Brentwood’s Ward is Griep’s seventh published work.  She came onto the scene in 2007 with the book Traveling Calvary’s Road, and has since been dazzling audiences with works such as Life Savors for WomenCup of Comfort Devotional for Mothers and DaughtersGallimoreUndercurrent, and A Heart Deceived.  I do not deny the apparent ink her veins, for I have never read a novel quite like her latest work; however, I do have a few qualms with it.

We’ll come back to the qualms in a bit.

This is truly the first book of its kind, pioneering down territory that has yet to be revealed in the genre.  In a rigid and compelling combination of Sherlock Holmes and Jane Austen, (with a healthy hint of what we are used to seeing on CSI and just about any BBC mini-series), Griep gives us a romance in a mystery, with all the historical detail intact without a stone un-turned.  The novel takes a unique look at what crime was like in the early 19th century, and what it was like for a private investigator at the time.  Many of us who have read Austen, (unless we read or watched P. D. James’ Death Comes to Pemberley), had no idea that crime was a problem in the 19th century, (or not so much that there would need to be a special “police force” so to speak to take care of it).  I have to give Griep a resounding “Bravo!” for her research on the subject, and for giving the novel a different lens that modern literature does not often have the privilege of looking through.  At least half of the novel is seen through the “green gaze” of Bow Street Runner, Nicholas Brentwood.

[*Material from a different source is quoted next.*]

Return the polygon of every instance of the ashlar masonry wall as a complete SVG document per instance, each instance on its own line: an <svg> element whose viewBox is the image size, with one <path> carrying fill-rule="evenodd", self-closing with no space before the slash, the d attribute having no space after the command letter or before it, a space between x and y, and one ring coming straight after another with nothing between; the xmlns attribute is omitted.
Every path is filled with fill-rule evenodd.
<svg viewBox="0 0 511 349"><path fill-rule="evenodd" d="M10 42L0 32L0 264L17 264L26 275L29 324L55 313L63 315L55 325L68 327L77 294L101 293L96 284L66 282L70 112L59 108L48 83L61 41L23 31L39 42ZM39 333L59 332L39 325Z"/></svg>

With more twists and turns than the Pennsylvania turnpike, Michelle Griep delivers a novel that shocks, surprises, and suspends all preconceived ideas of novels of the sort.

As much as I did love, and I do mean LOVE, the book, there were a couple of instances in which I couldn’t help but wrinkle my nose and shake my head, and even one instance becoming a little offended.  As a writer myself, I know that a novel has to have a bit of drama or it is just ink on a page.  Drama in a novel is a carefully constructed thing that has to be organic and realistic, and if it isn’t those two things, there is no way that it can be believable, becoming more of an exaggeration and less of a description.  There were several points in which Griep leans more towards exaggeration.  The least offender sounding like, “a man gazing at a lover as he’s led to a noose[.]”  I’ll admit, we all can see that picture, and we know exactly what she means.  It comes down to a matter of taste and stylistic appeal; however, somehow it some of her choices of metaphor, while they are effective and beautifully written, are a bit over the top.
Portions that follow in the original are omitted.